On 23 April 1849, he was arrested because of his connection to an antigovernment group called the Petrashevsky's circle. He was then sentenced to death, but the Tsar changed the sentence to four years of punitive labor.
He served his sentence in 1850-1854. This experience was later described by him in "The House of the Dead". Afterwards, he was forced to serve in the army in Siberia. In 1857, he married Maria Isayeva.
He was allowed to retire only two years later. At first, he authorities allowed him to move only to the city of Tver. That same year he published two novels, "Uncle's Dream" and "The Village of Stepanchikovo". He was finally allowed to come back to St. Petersburg only in 1860.
At the time, Dostoyevsky was in great need of money. To support himself, Dostoyevsky and his brothers Mikhail started editing the journal "Time". The magazine quickly became popular and provided a decent living for both of them. In the magazine, Dostoevsky was able to publish his novels "The Insulted and Humiliated", "The House of the Dead" and the short story called "A Nasty Story".
After the death of his wife Dostoyevsky went to Wiesbaden in Germany. There, in 1866, he started writing one of his best-known novels, "Crime and Punishment".
Dostoyevsky described the central idea of the novel as follows: "The criminal is faced with unsolvable questions, unexpected and unsuspected feelings torment his heart. God's truth and Earth's law prevail in the end, forcing the criminal to do himself in. He is forced, albeit through dying in forced labor, to re-join the people..." In other words, it is a true masterpiece of psychological prose. However, it can also be enjoyed as a gripping detective story.

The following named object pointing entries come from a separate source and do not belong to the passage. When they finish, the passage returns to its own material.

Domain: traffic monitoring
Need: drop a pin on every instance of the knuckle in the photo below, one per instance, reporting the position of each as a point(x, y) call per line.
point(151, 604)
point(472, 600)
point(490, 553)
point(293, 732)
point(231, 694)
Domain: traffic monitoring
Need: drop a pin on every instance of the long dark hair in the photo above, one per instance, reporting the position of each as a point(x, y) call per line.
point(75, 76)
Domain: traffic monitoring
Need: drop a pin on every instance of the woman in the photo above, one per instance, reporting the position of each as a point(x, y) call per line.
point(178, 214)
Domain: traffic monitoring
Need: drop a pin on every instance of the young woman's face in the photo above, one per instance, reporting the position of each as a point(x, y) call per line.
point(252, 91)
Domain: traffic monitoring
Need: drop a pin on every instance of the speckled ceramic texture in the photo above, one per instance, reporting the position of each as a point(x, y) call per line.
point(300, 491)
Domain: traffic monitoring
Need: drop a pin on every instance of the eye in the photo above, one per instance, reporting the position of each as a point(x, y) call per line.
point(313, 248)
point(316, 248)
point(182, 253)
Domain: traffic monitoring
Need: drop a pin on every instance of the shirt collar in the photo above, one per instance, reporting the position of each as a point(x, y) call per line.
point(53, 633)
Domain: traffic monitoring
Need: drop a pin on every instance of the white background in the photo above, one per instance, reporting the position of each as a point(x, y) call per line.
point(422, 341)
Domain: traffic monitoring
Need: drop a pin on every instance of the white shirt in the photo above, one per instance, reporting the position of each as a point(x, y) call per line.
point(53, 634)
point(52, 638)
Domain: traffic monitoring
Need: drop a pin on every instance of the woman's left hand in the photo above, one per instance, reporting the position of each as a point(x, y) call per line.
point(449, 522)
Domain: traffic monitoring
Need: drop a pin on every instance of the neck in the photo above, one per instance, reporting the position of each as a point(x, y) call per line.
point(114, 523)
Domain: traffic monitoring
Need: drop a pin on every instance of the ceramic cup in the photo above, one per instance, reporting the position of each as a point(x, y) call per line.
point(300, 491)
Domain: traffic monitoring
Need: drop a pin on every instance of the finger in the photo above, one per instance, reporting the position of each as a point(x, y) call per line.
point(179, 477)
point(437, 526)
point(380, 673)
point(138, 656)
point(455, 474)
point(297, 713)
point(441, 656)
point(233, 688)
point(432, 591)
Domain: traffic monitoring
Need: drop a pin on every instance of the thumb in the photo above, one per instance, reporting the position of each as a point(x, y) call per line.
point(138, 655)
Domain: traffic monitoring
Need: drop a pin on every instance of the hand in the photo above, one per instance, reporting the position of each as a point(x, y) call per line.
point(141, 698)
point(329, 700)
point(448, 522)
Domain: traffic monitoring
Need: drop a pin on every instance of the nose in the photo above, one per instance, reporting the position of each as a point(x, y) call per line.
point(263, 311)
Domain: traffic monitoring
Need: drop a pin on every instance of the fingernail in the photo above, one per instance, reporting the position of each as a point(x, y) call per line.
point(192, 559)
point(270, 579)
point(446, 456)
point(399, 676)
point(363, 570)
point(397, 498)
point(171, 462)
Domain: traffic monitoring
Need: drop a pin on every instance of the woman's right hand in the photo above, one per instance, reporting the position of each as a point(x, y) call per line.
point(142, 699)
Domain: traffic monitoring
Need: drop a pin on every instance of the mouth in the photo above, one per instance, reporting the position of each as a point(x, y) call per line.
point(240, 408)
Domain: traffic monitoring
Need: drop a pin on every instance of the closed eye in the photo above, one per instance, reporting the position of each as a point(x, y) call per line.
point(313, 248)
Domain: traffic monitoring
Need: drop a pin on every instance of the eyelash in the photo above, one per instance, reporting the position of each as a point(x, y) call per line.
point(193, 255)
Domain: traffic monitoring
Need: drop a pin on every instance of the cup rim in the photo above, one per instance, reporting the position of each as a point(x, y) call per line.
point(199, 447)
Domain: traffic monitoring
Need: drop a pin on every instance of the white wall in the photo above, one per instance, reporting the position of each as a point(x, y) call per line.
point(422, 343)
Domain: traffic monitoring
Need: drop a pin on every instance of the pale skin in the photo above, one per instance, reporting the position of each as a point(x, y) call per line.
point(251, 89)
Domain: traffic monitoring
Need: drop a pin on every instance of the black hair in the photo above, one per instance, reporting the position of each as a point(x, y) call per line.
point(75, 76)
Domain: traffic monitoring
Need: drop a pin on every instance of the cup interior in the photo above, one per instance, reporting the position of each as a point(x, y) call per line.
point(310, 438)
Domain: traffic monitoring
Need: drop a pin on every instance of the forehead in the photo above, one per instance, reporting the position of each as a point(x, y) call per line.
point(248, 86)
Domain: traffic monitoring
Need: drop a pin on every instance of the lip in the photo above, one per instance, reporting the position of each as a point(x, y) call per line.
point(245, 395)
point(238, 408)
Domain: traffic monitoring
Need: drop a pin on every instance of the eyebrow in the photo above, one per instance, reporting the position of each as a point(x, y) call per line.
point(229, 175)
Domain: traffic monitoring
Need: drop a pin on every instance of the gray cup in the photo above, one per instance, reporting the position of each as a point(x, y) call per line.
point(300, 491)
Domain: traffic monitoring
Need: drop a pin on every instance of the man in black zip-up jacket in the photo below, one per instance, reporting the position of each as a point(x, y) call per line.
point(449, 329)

In 1867, Dostoyevsky married Anna Snitkina. That same year the couple went abroad, living first in Germany, then in Italy. Dostoevsky worked on the novels "The Possessed" (also translated as The Devils) and "The Idiot."
In 1871, Dostoyevsky and his wife returned to Russia and the following year Dostoyevsky became the chief editor of the magazine "Citizen".

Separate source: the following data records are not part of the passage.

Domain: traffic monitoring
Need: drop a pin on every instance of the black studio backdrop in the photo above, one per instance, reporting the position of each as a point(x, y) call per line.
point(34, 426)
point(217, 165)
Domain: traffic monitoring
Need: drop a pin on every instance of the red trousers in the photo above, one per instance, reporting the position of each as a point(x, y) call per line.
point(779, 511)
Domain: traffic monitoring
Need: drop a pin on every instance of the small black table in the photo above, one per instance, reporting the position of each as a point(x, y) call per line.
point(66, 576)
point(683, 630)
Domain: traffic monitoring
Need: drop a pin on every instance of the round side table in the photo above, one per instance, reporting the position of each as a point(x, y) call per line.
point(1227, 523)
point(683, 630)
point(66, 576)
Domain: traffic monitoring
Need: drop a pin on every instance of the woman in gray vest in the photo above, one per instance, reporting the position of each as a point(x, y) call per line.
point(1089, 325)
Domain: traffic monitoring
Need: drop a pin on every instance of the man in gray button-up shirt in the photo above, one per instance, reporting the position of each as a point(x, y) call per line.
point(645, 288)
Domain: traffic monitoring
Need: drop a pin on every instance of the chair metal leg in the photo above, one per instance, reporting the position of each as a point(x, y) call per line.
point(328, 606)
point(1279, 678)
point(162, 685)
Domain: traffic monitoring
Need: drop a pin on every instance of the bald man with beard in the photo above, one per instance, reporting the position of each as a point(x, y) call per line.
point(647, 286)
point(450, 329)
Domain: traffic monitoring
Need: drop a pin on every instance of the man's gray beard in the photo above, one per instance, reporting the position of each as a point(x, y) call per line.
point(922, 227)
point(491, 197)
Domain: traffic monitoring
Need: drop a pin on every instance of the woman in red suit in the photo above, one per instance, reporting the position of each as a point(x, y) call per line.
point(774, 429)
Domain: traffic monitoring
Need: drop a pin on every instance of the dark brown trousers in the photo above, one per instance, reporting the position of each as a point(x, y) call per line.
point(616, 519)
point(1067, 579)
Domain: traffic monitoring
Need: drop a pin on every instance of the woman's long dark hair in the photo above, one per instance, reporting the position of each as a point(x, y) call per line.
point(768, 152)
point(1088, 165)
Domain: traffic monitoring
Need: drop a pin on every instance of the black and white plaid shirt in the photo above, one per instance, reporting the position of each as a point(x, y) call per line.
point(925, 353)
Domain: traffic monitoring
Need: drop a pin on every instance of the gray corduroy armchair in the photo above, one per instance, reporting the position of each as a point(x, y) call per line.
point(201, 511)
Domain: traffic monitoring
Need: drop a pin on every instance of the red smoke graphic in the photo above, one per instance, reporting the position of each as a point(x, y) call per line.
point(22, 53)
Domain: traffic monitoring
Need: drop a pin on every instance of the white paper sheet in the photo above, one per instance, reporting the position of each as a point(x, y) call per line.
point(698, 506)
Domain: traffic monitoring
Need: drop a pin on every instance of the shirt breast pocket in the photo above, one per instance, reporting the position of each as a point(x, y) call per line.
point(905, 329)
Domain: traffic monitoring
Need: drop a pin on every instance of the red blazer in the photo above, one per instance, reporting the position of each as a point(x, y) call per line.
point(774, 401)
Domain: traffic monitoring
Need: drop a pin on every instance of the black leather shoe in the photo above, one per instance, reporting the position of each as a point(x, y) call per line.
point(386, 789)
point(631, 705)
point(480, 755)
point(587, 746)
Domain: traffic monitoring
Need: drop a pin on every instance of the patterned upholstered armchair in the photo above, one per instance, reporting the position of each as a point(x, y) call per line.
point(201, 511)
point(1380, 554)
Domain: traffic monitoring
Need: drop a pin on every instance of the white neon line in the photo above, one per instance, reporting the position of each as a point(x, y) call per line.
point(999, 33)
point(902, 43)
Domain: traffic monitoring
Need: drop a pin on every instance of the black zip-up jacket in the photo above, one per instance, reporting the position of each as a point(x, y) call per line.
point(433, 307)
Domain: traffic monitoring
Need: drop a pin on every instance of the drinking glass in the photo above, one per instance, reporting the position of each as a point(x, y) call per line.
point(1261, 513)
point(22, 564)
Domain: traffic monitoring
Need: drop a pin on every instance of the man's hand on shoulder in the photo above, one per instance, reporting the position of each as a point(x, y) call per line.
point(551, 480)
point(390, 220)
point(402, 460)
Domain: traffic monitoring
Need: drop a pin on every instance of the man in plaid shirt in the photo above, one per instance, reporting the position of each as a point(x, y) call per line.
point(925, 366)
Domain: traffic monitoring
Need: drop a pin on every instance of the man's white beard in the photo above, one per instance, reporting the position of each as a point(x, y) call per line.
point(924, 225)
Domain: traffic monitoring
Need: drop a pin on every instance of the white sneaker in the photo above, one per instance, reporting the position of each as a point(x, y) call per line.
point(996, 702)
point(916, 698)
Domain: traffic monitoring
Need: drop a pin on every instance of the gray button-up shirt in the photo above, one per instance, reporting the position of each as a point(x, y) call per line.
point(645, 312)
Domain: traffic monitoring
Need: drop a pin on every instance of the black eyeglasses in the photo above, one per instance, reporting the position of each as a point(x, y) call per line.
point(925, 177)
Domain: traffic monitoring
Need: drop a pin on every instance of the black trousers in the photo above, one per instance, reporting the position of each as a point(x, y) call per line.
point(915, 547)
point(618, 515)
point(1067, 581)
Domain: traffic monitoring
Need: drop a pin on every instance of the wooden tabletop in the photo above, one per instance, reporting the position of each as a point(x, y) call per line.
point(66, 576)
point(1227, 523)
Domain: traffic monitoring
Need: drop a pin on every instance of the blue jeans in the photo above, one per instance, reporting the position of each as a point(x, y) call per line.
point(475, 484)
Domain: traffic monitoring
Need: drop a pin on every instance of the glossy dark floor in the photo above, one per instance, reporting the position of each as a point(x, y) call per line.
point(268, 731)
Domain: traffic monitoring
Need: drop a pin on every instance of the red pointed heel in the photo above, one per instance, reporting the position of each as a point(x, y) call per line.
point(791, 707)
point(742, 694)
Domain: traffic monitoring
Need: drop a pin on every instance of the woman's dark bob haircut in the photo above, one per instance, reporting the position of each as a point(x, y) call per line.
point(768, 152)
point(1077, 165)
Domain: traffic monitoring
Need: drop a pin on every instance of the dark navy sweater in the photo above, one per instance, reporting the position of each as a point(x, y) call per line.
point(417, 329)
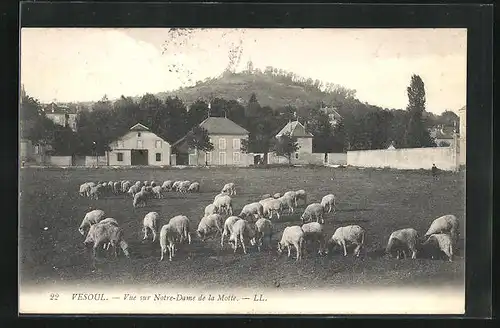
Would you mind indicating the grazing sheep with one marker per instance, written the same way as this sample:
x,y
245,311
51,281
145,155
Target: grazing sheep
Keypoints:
x,y
140,199
100,234
194,187
313,232
264,228
445,224
150,223
402,240
167,185
229,189
224,203
271,207
443,241
210,224
89,219
314,210
244,232
176,231
300,195
255,210
228,228
292,236
328,202
157,192
352,234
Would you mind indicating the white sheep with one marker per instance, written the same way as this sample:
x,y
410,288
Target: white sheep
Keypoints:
x,y
302,196
314,210
209,224
150,223
89,219
140,199
224,203
445,224
314,232
444,242
100,234
176,231
264,229
328,202
292,236
229,188
228,228
402,240
352,234
194,187
244,232
255,210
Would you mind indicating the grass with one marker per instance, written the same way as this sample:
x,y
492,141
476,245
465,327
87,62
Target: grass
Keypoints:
x,y
380,201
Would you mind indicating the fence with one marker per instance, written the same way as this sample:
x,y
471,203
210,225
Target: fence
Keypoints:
x,y
445,158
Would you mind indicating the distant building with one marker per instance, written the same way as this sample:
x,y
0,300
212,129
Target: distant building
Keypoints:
x,y
139,146
226,137
61,114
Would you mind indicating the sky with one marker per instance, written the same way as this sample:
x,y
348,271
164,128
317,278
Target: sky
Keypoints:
x,y
84,64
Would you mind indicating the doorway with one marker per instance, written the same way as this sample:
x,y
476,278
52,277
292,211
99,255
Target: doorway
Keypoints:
x,y
139,157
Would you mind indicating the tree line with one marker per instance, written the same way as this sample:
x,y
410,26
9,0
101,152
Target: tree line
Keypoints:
x,y
171,119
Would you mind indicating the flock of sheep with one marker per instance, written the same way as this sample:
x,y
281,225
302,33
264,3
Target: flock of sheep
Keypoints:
x,y
252,225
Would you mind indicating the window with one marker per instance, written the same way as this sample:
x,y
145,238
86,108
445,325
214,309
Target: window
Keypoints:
x,y
236,144
236,157
222,158
222,143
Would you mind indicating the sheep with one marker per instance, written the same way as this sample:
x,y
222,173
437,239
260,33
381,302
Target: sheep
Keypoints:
x,y
353,234
314,210
313,231
403,239
445,224
254,210
140,199
444,242
224,203
89,219
228,228
150,223
264,228
209,224
328,202
100,234
243,231
167,185
210,209
271,207
300,195
194,187
292,236
157,192
176,231
229,188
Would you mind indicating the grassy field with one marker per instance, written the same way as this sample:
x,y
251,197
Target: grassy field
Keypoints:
x,y
380,201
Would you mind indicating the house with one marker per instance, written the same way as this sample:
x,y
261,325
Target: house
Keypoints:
x,y
61,114
139,146
333,116
225,136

In 1878-1879 he wrote "The Brothers Karamazov", his greatest work. He described it as a "summarized depiction of contemporary reality, of the educated modern Russia" written in the form of a family chronicle. The novel brought him worldwide fame. The psychologist Sigmund Freud (1856 - 1939) ranked it as one of the greatest artistic achievements of all time.
Dostoevsky sent the last part of "The Brothers Karamazov" to his publisher on November 8, 1880, and he died soon afterward, on January 28, 1881. At the time of his death he was at the height of his career.
Fyodor Dostoyevsky was a true giant of the world literature. His works have been translated into numerous languages. They are still read and studied in schools and universities. He explored and captured the depth of the human soul, and though his writing was inspired by what he saw in Russia or experienced himself, he described the feelings that every person on the globe can relate to.